Critical illness insurance pays you a tax-free lump sum if you are diagnosed with an illness or condition that is covered by the policy. You can decide how to use the funds in any way that you prefer. The most common allocations for these funds typically include:

  1. Healthcare treatments

  2. Household expenses

  3. Transportation

  4. Business expenses

  5. Replenishing savings


What is the Cost of Critical Illness Insurance in Canada?

Although we’re lucky to have a public health system here in Canada, that doesn’t mean that healthcare isn’t costly. Sudden illness can have a substantial and detrimental effect o(n the finances of a family or individual. Most policies cover either the top 4 illnesses, or a more comprehensive list of up to 25 illnesses.

The approximate monthly costs for $50,000 of critical insurance coverage in Ontario is shown in this table:

Critical Illness Insurance Monthly Cost for a 35 Year Old in Ontario
Cost for $50,000 coverage Male Female
Term Length 4 Illnesses 25 Illnesses 4 Illnesses 25 Illnesses
10 Year $17 $22 $20 $23
20 Year $21 $27 $24 $30
30 Year $39 $43 $39 $43
to Age 75 $49 $52 $46 $48

A recent study was conducted that took a look at the monetary burden that can occur for someone who has been diagnosed with cancer. The average cancer patient in Canada can expect to pay around $250 a month out-of-pocket for things such as medications, caregiver expenses, and travel costs for getting to and from appointments. These costs can be considerably higher if the patient lives in remote or rural areas, and this is only one example of what a health crisis can cost you and your family. 

Employment is directly affected in the case of a crucial illness. Yes, the majority of companies do allow for sick time or leave, but this typically only allows for a limited temporary leave, and it all depends on the type of group coverage offered by your employer. There is a good chance that in the case of sudden illness, your health will require you to drop down to part-time hours or stop working completely. 


Is Critical Illness Insurance Necessary?

Purchasing critical illness is a choice for every individual, and it’s up to you to weigh the pros and cons for your particular situation. However, there are some things you should consider when making that decision.

Many people fall into the trap of thinking along the lines of “I’m healthy, so I don’t need critical illness insurance.” While it’s wonderful to be healthy, this is naive. The reality is that nearly half of all Canadians will develop cancer at some point in their lifetime, and a serious and life-altering illness affects one in three Canadians in their lifetime. If you’re presently in good health, that means that you’ll likely survive an illness if you’re diagnosed in the future. While that’s fantastic, it makes it even more important to be prepared. That way, it’s much easier to get things back on track once you have overcome your illness.

Others fall into the “I’ll do it later” category. Understandable, but it’s important to understand that the chances of being approved for coverage decrease over time. There’s also a chance that you could be denied coverage if someone else in your family is diagnosed with a condition, even if you’re perfectly healthy. This is important to keep in mind when considering your options.
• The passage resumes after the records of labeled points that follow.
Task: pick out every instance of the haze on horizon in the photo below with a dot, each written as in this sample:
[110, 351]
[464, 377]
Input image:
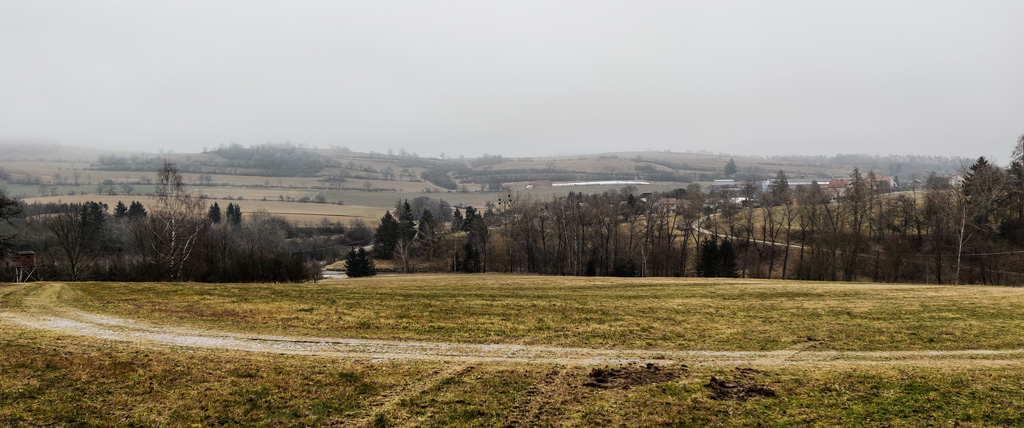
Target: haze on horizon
[524, 78]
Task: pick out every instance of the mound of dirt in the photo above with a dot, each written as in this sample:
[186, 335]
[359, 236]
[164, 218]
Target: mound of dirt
[631, 375]
[743, 388]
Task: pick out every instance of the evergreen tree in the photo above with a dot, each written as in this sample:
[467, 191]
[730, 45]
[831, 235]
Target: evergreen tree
[386, 237]
[214, 214]
[708, 257]
[717, 260]
[457, 220]
[235, 217]
[135, 210]
[730, 168]
[120, 210]
[471, 261]
[407, 224]
[727, 260]
[357, 263]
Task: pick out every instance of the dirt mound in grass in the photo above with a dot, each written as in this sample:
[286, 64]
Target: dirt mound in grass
[632, 375]
[741, 389]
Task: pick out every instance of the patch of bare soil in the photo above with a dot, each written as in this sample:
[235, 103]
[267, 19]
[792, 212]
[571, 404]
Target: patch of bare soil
[632, 375]
[743, 387]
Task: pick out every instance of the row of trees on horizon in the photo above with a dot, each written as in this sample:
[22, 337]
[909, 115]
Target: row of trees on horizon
[966, 228]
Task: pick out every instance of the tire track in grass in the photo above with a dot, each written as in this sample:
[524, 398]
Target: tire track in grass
[39, 308]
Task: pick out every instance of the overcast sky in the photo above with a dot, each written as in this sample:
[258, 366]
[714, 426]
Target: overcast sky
[518, 78]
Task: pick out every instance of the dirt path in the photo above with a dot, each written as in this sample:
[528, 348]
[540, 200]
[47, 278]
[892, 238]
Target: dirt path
[41, 309]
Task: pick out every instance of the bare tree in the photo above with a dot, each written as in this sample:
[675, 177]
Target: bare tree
[976, 197]
[175, 221]
[76, 230]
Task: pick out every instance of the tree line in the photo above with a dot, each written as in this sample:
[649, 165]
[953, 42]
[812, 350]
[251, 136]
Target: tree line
[965, 228]
[176, 238]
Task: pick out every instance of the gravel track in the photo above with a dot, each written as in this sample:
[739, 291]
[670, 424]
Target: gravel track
[41, 309]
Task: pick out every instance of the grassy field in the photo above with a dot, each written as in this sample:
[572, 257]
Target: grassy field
[615, 313]
[52, 379]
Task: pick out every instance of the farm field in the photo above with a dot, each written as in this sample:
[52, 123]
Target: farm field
[725, 352]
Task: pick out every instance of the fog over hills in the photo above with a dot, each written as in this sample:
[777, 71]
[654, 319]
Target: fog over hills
[517, 79]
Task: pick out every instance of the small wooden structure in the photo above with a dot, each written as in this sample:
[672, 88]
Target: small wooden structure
[26, 267]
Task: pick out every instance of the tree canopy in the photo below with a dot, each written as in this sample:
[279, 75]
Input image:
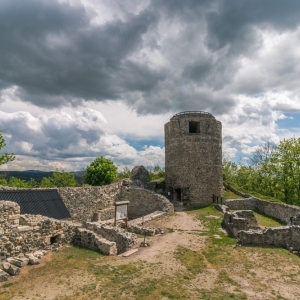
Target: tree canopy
[100, 172]
[6, 157]
[275, 171]
[59, 179]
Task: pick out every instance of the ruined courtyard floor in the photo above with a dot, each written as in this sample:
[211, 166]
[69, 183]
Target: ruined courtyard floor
[193, 259]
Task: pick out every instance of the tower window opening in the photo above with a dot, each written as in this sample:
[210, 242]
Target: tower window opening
[194, 127]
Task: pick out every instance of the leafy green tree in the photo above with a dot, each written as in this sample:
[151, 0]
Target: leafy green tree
[47, 182]
[287, 167]
[157, 172]
[6, 157]
[59, 179]
[125, 173]
[100, 172]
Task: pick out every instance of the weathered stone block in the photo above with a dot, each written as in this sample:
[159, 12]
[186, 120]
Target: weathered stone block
[3, 276]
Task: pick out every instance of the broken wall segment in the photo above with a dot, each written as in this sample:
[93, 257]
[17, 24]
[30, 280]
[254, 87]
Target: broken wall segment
[284, 236]
[89, 239]
[239, 220]
[83, 202]
[140, 177]
[280, 211]
[124, 240]
[22, 234]
[143, 202]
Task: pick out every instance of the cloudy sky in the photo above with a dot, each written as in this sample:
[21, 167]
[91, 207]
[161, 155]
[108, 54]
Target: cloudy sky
[85, 78]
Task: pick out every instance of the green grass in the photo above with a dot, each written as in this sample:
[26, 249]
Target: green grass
[230, 195]
[256, 194]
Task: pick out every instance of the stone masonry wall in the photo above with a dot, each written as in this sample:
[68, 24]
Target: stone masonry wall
[23, 234]
[285, 236]
[124, 240]
[193, 161]
[83, 202]
[239, 220]
[26, 233]
[280, 211]
[143, 202]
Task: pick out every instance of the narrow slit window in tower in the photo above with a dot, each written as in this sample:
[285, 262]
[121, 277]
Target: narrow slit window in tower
[194, 127]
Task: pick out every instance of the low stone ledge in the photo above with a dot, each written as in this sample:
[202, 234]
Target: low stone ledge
[89, 239]
[124, 240]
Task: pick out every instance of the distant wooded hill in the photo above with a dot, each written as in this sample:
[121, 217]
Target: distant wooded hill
[36, 175]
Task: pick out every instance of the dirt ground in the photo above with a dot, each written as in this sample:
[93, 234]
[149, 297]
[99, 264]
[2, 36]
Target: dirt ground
[252, 272]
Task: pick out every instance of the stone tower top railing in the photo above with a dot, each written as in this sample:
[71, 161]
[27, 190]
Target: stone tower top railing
[192, 113]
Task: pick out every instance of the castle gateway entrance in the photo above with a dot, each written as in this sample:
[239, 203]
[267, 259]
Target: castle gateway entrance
[177, 194]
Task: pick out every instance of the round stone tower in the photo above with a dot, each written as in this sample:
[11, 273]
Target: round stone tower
[193, 159]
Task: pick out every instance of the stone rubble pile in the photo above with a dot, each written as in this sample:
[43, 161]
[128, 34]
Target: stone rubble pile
[124, 240]
[138, 225]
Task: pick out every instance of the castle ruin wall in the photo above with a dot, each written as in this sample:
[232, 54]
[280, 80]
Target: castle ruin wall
[193, 158]
[143, 202]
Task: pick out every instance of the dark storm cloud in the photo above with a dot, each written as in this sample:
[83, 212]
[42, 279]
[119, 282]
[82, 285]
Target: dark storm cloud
[173, 55]
[53, 54]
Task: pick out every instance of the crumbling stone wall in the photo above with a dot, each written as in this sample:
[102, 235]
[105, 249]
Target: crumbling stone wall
[104, 214]
[140, 178]
[280, 211]
[124, 240]
[193, 158]
[83, 202]
[88, 239]
[143, 202]
[24, 233]
[239, 220]
[285, 236]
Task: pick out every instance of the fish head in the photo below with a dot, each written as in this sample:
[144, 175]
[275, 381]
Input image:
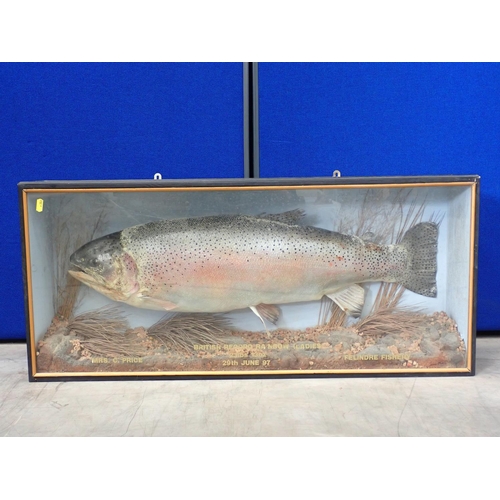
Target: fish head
[105, 266]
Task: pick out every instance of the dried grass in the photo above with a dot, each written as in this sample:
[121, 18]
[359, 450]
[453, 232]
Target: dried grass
[181, 331]
[392, 320]
[103, 333]
[386, 222]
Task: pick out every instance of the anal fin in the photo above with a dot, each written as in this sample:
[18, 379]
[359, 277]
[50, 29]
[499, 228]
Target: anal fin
[268, 311]
[350, 300]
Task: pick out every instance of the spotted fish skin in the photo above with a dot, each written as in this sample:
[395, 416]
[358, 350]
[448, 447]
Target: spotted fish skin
[228, 262]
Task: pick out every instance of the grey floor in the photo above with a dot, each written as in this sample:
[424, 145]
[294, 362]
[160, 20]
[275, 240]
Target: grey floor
[406, 406]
There’s also the line of thinking that you could simply withdraw funds from your RRSP if you were to fall ill. There are some serious downsides to withdrawing from your RRSP, not to mention it compromises your retirement savings. This should be heavily considered, especially since serious illnesses have a tendency to drag on for some time. Pulling from an RRSP or other source is a short-term solution to a potentially long-term problem.


When you make the choice to pursue critical illness insurance, all of these concerns are alleviated.


What Conditions are Covered by Critical Illness Insurance? 

Critical illness insurance covers a variety of serious conditions, depending on the policy. Although the coverage for illnesses and diseases may differ from company to company, the majority of insurance will cover the most common health matters including:

  1. Cancer

  2. Stroke

  3. Heart attack

  4. Blindness

  5. Alzheimer’s

  6. Organ transplants

  7. Paralysis

  8. Multiple sclerosis

  9. Kidney failure

It’s essential that you know what your policy does and does not cover, so you have a clear idea of what to expect if you are affected by one of these ailments or by an illness that doesn’t apply. It’s also important to remember that you cannot purchase coverage for any pre-existing illness or condition. Make sure you read your policy carefully and ask your provider any questions you may have. 

 

Cancer and Heart Attack make up the vast majority of Critical Illness Claims


How Much Critical Illness Insurance Do I Need?

The amount of coverage you will need to protect yourself financially will depend on a number of various factors because everyone’s situation is different. These factors include things like expected retirement date, monthly expenses, amount of savings, and family dynamics. To find out how much critical illness insurance is right for you, try out this living benefits insurance worksheet. 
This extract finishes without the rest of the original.